Tuesday, October 16, 2007

I've spent my life questioning everything

Whoah, long time no blog!
The true sign that things are going well for me.
This school change was the best idea my mother has ever had. I already feel immersed in the love of God and I feel a change already. The reluctance I felt even a week ago is quickly dissipating. A trip to California made me realize a lot of things about my dad, and start to forgive him. Amazingly. I have the most amazing people in my life. I wouldn't have it any other way. In health today we were talking about depression, and I realized I wake up truly happy now. Such a change from sixth grade, from seventh, from eighth, all the way up until May. I remember being such a downer around that time, I don't know what changed. I have had one true bad mood in the past month. It used to be the exact opposite.




Monday, October 01, 2007

Please take my life and use it, I'm ready.
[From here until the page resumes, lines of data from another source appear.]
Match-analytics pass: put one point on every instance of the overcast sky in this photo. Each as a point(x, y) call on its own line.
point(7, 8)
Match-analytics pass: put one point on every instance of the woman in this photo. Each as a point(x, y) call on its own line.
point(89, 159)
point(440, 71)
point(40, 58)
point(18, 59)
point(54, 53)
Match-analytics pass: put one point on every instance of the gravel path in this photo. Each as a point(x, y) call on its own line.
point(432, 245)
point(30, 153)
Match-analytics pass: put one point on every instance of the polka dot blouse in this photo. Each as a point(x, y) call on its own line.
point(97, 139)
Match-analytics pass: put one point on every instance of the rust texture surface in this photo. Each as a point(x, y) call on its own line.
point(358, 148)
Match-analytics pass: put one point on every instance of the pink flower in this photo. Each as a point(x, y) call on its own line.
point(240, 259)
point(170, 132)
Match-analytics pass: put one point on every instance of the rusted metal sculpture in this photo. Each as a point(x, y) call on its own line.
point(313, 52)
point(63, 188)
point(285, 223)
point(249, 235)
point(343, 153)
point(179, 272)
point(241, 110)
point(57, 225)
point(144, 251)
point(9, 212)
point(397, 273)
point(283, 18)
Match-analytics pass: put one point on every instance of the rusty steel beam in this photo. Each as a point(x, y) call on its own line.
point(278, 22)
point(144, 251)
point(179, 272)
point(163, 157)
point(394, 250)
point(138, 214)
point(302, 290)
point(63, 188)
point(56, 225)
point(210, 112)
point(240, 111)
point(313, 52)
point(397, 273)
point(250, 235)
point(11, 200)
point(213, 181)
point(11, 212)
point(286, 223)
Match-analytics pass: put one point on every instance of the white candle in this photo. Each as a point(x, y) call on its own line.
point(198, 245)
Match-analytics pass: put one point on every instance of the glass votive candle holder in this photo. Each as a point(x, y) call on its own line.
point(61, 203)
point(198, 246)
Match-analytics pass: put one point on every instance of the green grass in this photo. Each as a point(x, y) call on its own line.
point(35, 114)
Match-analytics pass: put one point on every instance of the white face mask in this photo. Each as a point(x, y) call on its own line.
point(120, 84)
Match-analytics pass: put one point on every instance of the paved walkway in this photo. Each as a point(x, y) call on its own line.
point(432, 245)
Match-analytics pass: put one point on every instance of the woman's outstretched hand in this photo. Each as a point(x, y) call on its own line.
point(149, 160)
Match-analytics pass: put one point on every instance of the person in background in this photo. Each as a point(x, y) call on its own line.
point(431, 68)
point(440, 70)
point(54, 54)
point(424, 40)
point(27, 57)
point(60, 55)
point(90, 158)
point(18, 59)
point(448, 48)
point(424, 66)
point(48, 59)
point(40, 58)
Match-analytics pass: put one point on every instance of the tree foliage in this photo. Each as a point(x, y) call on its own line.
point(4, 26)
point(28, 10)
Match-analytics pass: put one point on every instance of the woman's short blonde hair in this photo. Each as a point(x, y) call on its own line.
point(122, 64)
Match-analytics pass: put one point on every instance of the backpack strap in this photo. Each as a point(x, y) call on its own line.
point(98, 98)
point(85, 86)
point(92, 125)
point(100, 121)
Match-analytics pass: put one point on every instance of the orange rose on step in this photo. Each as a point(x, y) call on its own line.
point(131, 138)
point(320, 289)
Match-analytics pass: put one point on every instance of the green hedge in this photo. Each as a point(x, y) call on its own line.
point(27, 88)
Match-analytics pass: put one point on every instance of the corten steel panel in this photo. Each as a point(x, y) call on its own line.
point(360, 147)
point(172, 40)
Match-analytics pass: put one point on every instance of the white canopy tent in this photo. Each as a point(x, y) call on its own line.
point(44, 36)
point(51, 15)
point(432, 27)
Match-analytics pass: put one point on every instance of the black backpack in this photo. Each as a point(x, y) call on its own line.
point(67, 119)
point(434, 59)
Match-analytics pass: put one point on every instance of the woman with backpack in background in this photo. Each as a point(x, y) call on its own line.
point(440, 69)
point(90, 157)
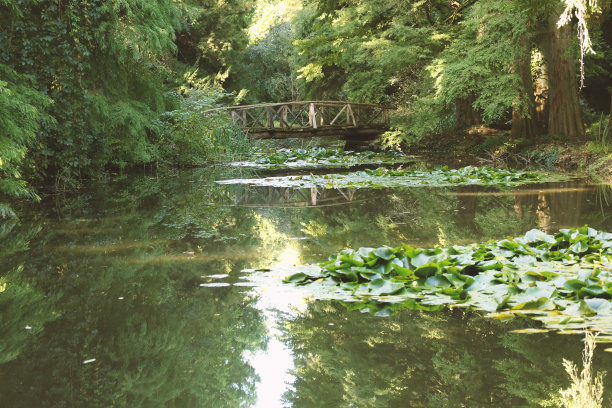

I'm making the choice to come clean about some things. I'm putting this on the internet because it it benefits no one to keep it in my head. I don't want to hide things, nor do I want to keep them this way. That being said, this is not easy for me.


My struggle with faith is coming to a fork in the road. Christianity is always a struggle, but I keep to myself about it, for the most part. A few close friends and I have been talking a lot today about our struggles. Most likely provoked by talking to someone at the show in Ames on Saturday. This guy was going around asking about how we were with our faith. What? No one actually cares about where other people stand with Christ! No one actually out of the blue will offer to help. I'm so envious of the way he goes about his life. While to non-believers, it was annoying and unwanted, to at least three of us it made a huge impact. I am admitting that I have not fully given my life to God. I am holding back huge parts of my soul. Being a Christian is so hard, and I haven't put in the effort. For a couple of months I've been trying to remain a Christian, and failing at that. I know in the back of my mind, and in my heart that I haven't given Christianity the shot it deserves. I was contemplating giving up on something that I never really understood in the first place. I have encouragement now, and have been opened up to people who stand at the same place as I do. One of my closest friends, raised Christian, chose Atheism, is more vocal with his faith now than he ever was. A friend who I used to see eye to eye with, and he fell away, and then I started to slip, now is truly giving it a shot. I'm not going to let these people fail, I will lift them up and encourage them as they will do for me. I am truly choosing God this time, not just giving it a trial run. I really do regret living as a "Christian". I will until I truly have become one with God. I don't want any of this fake Christian stuff anymore. I'm not calling myself a Jesus follower until I actually follow through. I don't want to contribute to the bad name Christians already have at my age. I'm terrified to actually change the way I live my life. I'm terrified to actually do what God tells me to do. I'm terrified to go beyond the realizations of God's work, and the occasional reading of my bible. I'm scared to do more than pray to a God I don't honor every night. Because that is what I truly do.

I'm leaving myself vulnerable and open right now. I need this more than anything.